A Brief Note on Knowledge
Technologies
by Hans-Georg Stork, Luxembourg
Issues and challenges
Knowledge is a prerequisite for
acting purposefully in a given environment or domain (decision making,
planning, collaborating, etc.). Knowledge is always about something:
objects, processes, phenomena, etc.
In order to be amenable to "automated
(i.e. computer-implementable) solutions"
knowledge must be formally represented. Computer-based representations
of knowledge about objects and processes (digital or not)
capture, to a certain extent, the semantics
of these objects and processes (including e.g. people, papers,
articles, reports, books, recipes, databases, still and moving images,
graphs, product and service descriptions, etc.).
Adding
(automatically or interactively) explicit semantics to (static)
content, services and processes (and thereby producing
knowledge representations) is one of the key functions of Knowledge
Technology tools. They (help to) generate and record the "meta-knowledge"
(about digital content of all sorts) that makes all other forms (such
as scientific and scholarly papers) of knowledge (and often nonsense)
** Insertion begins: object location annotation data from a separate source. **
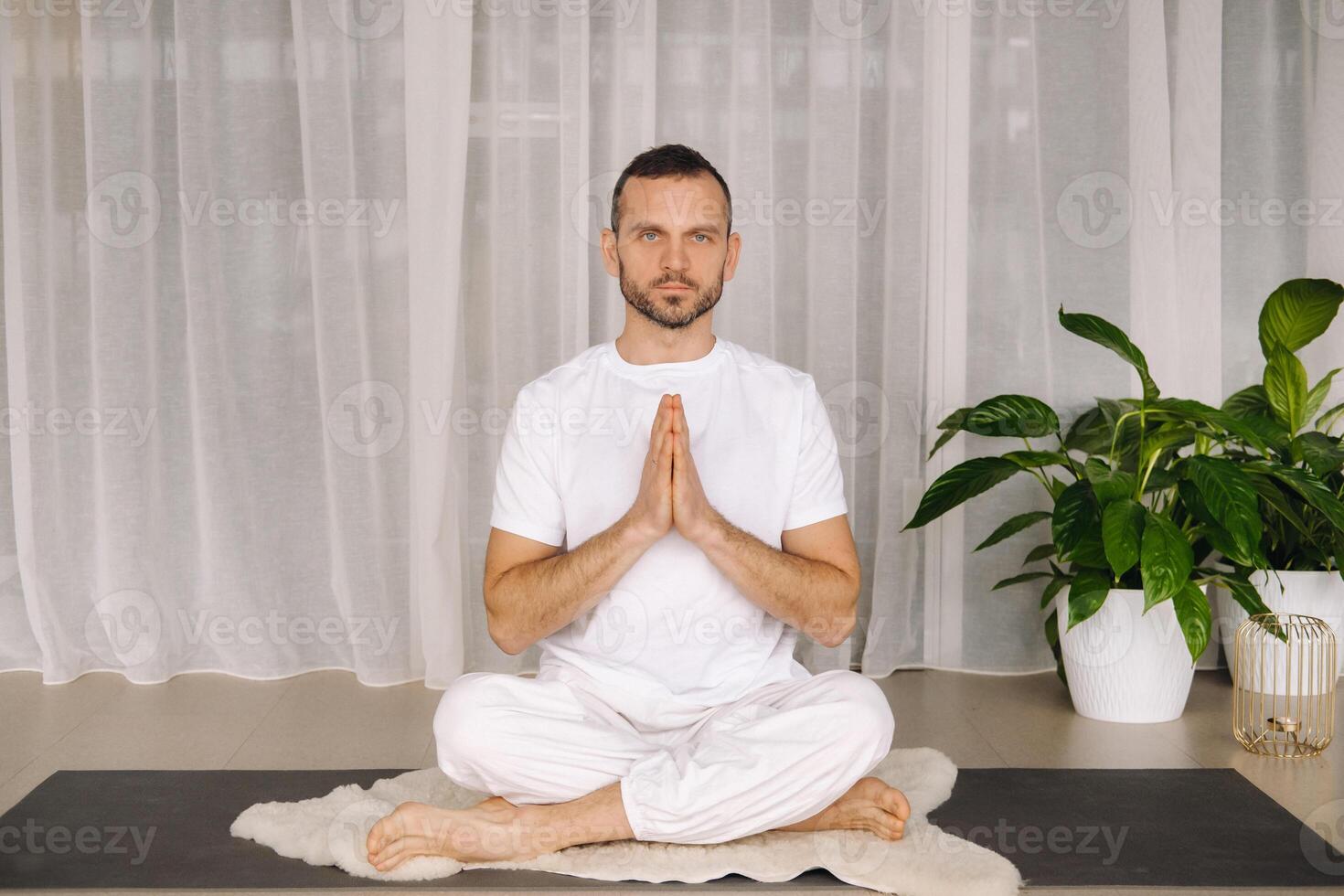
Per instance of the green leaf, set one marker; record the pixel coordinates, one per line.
(960, 484)
(1011, 415)
(1086, 594)
(1275, 497)
(1230, 497)
(1166, 558)
(1075, 515)
(1249, 402)
(1317, 395)
(1310, 488)
(1108, 484)
(1194, 615)
(1020, 578)
(1297, 312)
(1323, 453)
(1051, 590)
(1121, 529)
(1197, 411)
(1244, 594)
(1034, 460)
(1040, 552)
(1285, 384)
(1108, 335)
(1093, 429)
(1327, 420)
(951, 425)
(1012, 527)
more accessible and usable.
Content-/service-providers and
end-users need to be made aware of the benefits of adding explicit
semantics to content. This is largely a "critical
mass" or "chicken and egg" problem: adding
semantics to content (and services) does not pay off if no tools are
available to make good use of it while developing tools does not pay
off if there is little semantically-enriched content to work on.
Open source
development of suitable software geared in particular towards very
large scale open distributed systems for knowledge management and use,
on platforms such as the World Wide Web, may be a viable ("piecemeal
engineering") approach to achieving this critical mass. These
developments could address simple applications, of interest to as many
people as possible, such as personal information management (PIM) or
e-publishing (scientific and scholarly preprints), demonstrating the
value of adding explicit semantics to content.
"Acting upon
semantically-enriched content (including service
descriptions)" refers to a second important class of functions to be
provided by Knowledge Technology tools and
artefacts.
In order to make the most of
semantically-enriched content in open distributed systems agents must
"understand" each other, they must be interoperable.
This must be guaranteed at all levels: syntactic, semantic and
pragmatic. Solutions to interoperability problems require specific
models and tools (e.g. for mappings between
representation formalisms/standards) and may also
need specific organisational underpinning.
Interoperability is indeed only
one (yet important) aspect of the quality
of knowledge representations and tools. Other aspects include scalability
and usability. To ensure the
overall quality of such artefacts a coherent and well organised process
of test, evaluation, assessment and certification is desirable.
Strong business cases
for the cost-effective use of Knowledge Technologies
in corporate and/or commercial environments must be further elaborated.
Specific examples include
- workflow and collaboration support,
- proactive portals for community building,
- retrieval, filtering, profiling and recommender
systems, as well as
- document change and innovation management.
Trustability, privacy
and other social issues should be taken into
account at both the design and operation stages of knowledge-based
systems. Target areas such as "customer relationship management" (CRM)
or "e-government" are particularly sensitive in this regard.
Knowledge Technologies
draw on various Computer Science sub-disciplines such as formal
modelling, logics and languages, information retrieval, (multimedia)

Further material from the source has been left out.